How is E-Waste Recycled

E-waste is short for the term electronic waste, a word to to describe any used piece of electronic equipment that we no longer need. E-waste becomes a health hazard when we dispose of it improperly and let it rot in landfills. The toxins contained in the electronic device’s metal parts emit harmful gases that pollute the environment and present health hazards to human beings. E-waste can be thrown away, recycled, reused or sold as methods of disposal. This guide covers how e-waste is recycled as an introduction.

How is e-waste recycled? The Process

Typically, first all of the items in a responsible e-waste recycler’s collection for the day are sorted by hand. Batteries and copper will be extracted for quality control. Products are then shredded into pieces as tiny as one hundred millimeters for the electronic waste to be completely sorted. Data destruction, if you are recycling a hard drive, will occur here. After this, the small debris is shaken before a secondary size reduction. This is to ensure that it will be spread out evenly on the conveyor belt before getting shrunk again. Any dust that is extracted will be handled in an eco friendly manner.

Using an Overband Magnet, steel and iron are removed from the rubbish using magnets. Copper, brass and aluminum are separated from the non-metallic products. The metal can go to be reused and resold. Finally, water is utilized to keep plastic and glass separate. Once all of these products are separated they can all be recycled accordingly.

How is e-waste recycled | Cathode Ray Tube Monitors and Televisions

Recycling Cathode Ray Tubes which are most commonly discovered in old style televisions and computer monitors will prove to be more complicated than recycling most of the electronic waste. This is due to the fact that toxins within CRTs are the most dangerous. There is lead in the glass which can do serious harm to the environment and health if it is treated improperly.CRT e-waste is recycled first by removing the monitor body from the cathode ray tube. You must do this so that the tube can be removed properly from within. After, the shell is recycled along with regular e-waste. The tubes and screens are broken down into small pieces. Any glass dust that is a byproduct of this process is disposed of responsibly in an eco friendly way.

Next, e-waste is recycled through metal removal.
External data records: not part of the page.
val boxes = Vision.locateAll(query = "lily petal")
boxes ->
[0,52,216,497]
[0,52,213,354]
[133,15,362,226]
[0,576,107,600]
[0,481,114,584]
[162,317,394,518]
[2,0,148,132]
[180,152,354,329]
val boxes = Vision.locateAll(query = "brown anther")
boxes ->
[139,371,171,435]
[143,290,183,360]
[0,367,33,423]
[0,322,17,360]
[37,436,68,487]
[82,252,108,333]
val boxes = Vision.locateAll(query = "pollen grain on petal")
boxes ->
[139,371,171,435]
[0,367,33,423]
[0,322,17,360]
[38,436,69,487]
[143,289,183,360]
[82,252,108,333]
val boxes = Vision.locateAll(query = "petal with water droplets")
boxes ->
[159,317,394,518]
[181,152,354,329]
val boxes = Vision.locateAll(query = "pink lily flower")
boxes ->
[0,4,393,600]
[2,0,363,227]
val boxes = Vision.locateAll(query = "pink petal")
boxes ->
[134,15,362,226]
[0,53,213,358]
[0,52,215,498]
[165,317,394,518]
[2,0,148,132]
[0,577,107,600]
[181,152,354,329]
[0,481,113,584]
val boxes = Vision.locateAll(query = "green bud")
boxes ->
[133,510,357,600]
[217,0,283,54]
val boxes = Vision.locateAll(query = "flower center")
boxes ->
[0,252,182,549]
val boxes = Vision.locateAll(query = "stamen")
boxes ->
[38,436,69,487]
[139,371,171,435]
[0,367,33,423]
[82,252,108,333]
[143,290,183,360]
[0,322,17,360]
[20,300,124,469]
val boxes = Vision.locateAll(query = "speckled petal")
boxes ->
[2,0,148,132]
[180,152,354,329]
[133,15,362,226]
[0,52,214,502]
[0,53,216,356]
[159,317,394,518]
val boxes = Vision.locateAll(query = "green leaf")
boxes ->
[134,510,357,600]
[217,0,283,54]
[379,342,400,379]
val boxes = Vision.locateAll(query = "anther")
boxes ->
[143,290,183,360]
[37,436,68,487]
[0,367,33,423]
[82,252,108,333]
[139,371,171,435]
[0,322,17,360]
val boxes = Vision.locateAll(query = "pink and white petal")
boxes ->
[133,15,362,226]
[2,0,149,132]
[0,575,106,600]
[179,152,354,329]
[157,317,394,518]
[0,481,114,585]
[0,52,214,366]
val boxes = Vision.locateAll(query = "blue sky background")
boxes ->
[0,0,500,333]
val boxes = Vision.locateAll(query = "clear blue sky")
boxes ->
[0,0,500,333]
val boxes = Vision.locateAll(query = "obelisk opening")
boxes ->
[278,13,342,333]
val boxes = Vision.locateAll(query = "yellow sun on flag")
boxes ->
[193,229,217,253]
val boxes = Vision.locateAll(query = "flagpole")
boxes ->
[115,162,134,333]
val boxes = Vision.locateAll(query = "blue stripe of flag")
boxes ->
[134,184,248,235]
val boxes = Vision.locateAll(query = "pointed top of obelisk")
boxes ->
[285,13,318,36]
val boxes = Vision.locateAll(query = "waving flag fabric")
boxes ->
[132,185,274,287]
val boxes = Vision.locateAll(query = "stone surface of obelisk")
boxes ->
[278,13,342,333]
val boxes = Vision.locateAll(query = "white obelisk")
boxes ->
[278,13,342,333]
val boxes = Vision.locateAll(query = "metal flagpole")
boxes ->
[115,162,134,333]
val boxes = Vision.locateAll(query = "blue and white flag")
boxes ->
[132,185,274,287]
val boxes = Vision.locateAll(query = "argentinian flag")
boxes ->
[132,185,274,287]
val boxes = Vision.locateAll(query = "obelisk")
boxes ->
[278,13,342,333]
The broken pieces of glass are passed under magnets, where steel and iron are extracted from the glass. Next, aluminum and copper are removed. All of these materials are then collected and reused as raw. Then the left over glass is cleaned of dust, oxides and phosphors, leaving behind only clean glass to be sorted. The last stage of CRT recycling sorts different types of glass, leaded and unleaded. Both will be used to make new screens, which is known as closed loop recycling. Hopefully this article has given you a better idea of how e-waste is recycled.